Daha da önemlisi, eski model büyük kör noktalar. Sadece kayıtlı güvenlik açıklarına (CVES) odaklanır ve büyük ölçüde göz ardı eder:
- yanlış yapılandırmalar (örn., Açıkta kalan S3 kovaları, yanlış yapılandırılmış VPN ağ geçitleri);
- MFA olmayan hizmet hesapları da dahil olmak üzere unutulmuş veya zayıf hesaplar;
- Kaynak koddaki sert kodlanmış jetonlar ve anahtarlar;
- Güvenlik ekibinin görünürlüğü dışındaki Gölge BT varlıkları ve SaaS hizmetleri.
Bu sorunlar NVD’de izlenmez ve CVSS puanları almaz, ancak pratikte genellikle saldırganlar için ilk giriş noktalarıdır.
Başka bir deyişle, klasik süreç sadece tarayıcıların göremediği geniş bir risk yelpazesine maruz kalan organizasyonları bırakarak “buzdağının ucunu” kapsar.
5. Maruz kalma yönetimine geçiş
İleriye giden yol maruz kalma yönetimine bir geçiştir. Bu yeni model, risk noktalarının tüm spektrumunu kapsayacak şekilde CVV’lerin ötesine bakar: açık konfigürasyonlar, unutulmuş hesaplar, sert kodlanmış jetonlar ve tedarik zincirlerindeki zayıf bağlantılar.
Özünde, şirket içi sistemlerden bulut hizmetlerine, IoT ve OT’ye kadar kapsamlı, güncel bir varlık envanteri bulunmaktadır.
Birden çok kaynakta veri toplama – NVD, CISA KEV, vulncheck, tehdit istihbarat beslemeleri ve satıcı bültenleri – tehditlerin gerçekten önemli olan daha doğru bir resim sunar.
Önceliklendirme iş bağlamından kaynaklanmaktadır: varlığın ne kadar kritik olduğu, sömürü olasılığı ve potansiyel etki.
Otomasyon ve AI merkezi bir rol oynar, daha hızlı tepki ve en önemli olana daha keskin bir odaklanma sağlar.

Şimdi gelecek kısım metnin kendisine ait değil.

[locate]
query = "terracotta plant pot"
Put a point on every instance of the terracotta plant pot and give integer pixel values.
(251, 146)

Etkinlik, Dubov’un makalesinde vurguladığı yeni metriklerle ölçülür:
- Tespit/Yanıtlama Ortalama Süresi (MTTD/MTTR) – Tespit ve yanıt hızı;
- Yama oranı – Yama SLA’larına uyum;
- Güvenlik açığı nüks oranı – Konteyner görüntülerinde veya yeni sürümlerde sorunların ne sıklıkla yeniden ortaya çıkması;
Tehdit Maruz Kalma Endeksi – Yönetici liderliği için örgütsel riskin bütüncül bir görüşü.
Sırada ne var
2025 bir dönüm noktası haline geliyor. Eski yöntemler artık saldırıların hızına ve ölçeğine ayak uyduramaz.
Yeni model-maruz kalma yönetimi-güvenlik, devOps ve iş ekipleri arasında otomasyon, entegre veriler ve işlevler arası işbirliği gerektirir. Uyum yapan kuruluşlar gerçek risk kontrolünü sürdürebilecektir.
Yama ve prime güvenmeye devam edenler, savunmada kalacak ve hazırlıksız oldukları daha sık saldırılarla karşılaşacaklar.
Piyasa ve bireysel kuruluşlar için bu üç temel eylem anlamına gelir:
- Reaktif güvenlik açığı yamasından sistematiklere kayma maruz kalma yönetimi;
- dağıtım otomasyon ve yapay zeka tespit ve yama işlemlerinde ölçekte;
- Yeni benimsemek Etkililik metrikleri Bu, kapalı CVE’lerin sayısını değil, gerçek risk azaltmayı yansıtır.
Ayrıntılı strateji ve pratik öneriler için, bkz. Ilia Dubov’un makalesi – 2025 siber güvenlik manzarasında güvenlik açığı yönetimi için uygulama stratejisi.